Second lab is on spaceship which is lets say 1 light year away and there is no star or planet around. The starship accelerates with proper acceleration 1 g and its speed relative to Earth is quite low, lets say 0,00001 % of speed of light. So time dilation relative to Earth caused by speed is close to zero. Due to relativity theory, acceleration causes no time dilation, so there all together there is no time dilation on the spaceship.

Now both labs have equipment (accelerator?) which can produce muons. Muons are created in both labs and they decay in time t1 in first lab (on Earth) and time t2 in second lab (in spaceship). Based on my understanding of relativity, gravitational time dilation on Earth is very slightly slowing down the decay of muons on Earth and therefore time t1 is bigger than time t2 on spaceship, where is no time dilation and muons decay faster than on Earth.

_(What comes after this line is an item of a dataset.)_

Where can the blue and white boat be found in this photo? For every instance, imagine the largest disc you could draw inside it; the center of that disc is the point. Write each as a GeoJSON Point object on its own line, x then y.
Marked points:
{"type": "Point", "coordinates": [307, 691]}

Just to make the example precise, muons dont jump up and down in the ship, so I will just ignore front and rear potential time difference in the spaceship.

So finally, based on Equivalence principle there should be no measurable differences between proper acceleration and gravity, but in the described example the scientist which knows how much time it takes for muon to decay on Earth can distinguish if the lab is on Earth or inside a spaceship.

What is wrong in my statement that you can use muons to measure difference between acceleration and gravity?

At the Earth, you have two identical clocks. One sitting on the surface and one 10 meters above it. On the ship, you have two identical clocks, one at the rear and one 10 meters closer to the nose. You then compare how much the clocks on Earth differ after the lower clock has ticked off some interval to how much the clocks on the ship differ after the rear clock ticks off the same interval.

This difference will not be the same, it will turn out that the clocks on the ship will differ from each other just a tad more than those on the Earth. This is because the potential between the clocks is the equivalent of that for a gravity field that maintains a constant 1g over the distance separating the clocks, while on the Earth, gravity falls off slightly between the two heights of the clocks. Thus you get a larger potential difference in the ship than you do for the Earth.

This does not violate the Equivalence principle however. For example, what if I have another two clock, again 10 meters apart, but this time the lower clock is twice the radius of the Earth away from a planet with 4 times the Earth's mass. That lower clock would be at 1g of gravity just like the Earth surface clock is. However, since 10 meters is a smaller fraction of 2 Earth radii than 1 Earth radius, gravity will fall off less between these two clocks, and the potential between them will be larger than that for the Earth clocks, and thus the difference in tick rate between this pair will be larger than for the Earth pair. In both cases the differential tick rate is caused by gravitational time dilation, and even though the lower clock of each pair is experiencing the same force of gravity, the differential between of the clocks of each pair is different.

You will also notice that our new pair of clocks more closely matches the clocks in the spaceship than the Earth clocks do. If we increase their distance from the planet while simultaneously increasing the mass of the planet in order to maintain 1g at the lower clock, the behavior of these clocks become closer and closer to that of those in the ship. The behavior of these two set of clocks begin to converge. At some point they will become all but indistinguishable. This is the main point of the equivalence principle: that

*over a small enough region*gravity and acceleration are equivalent.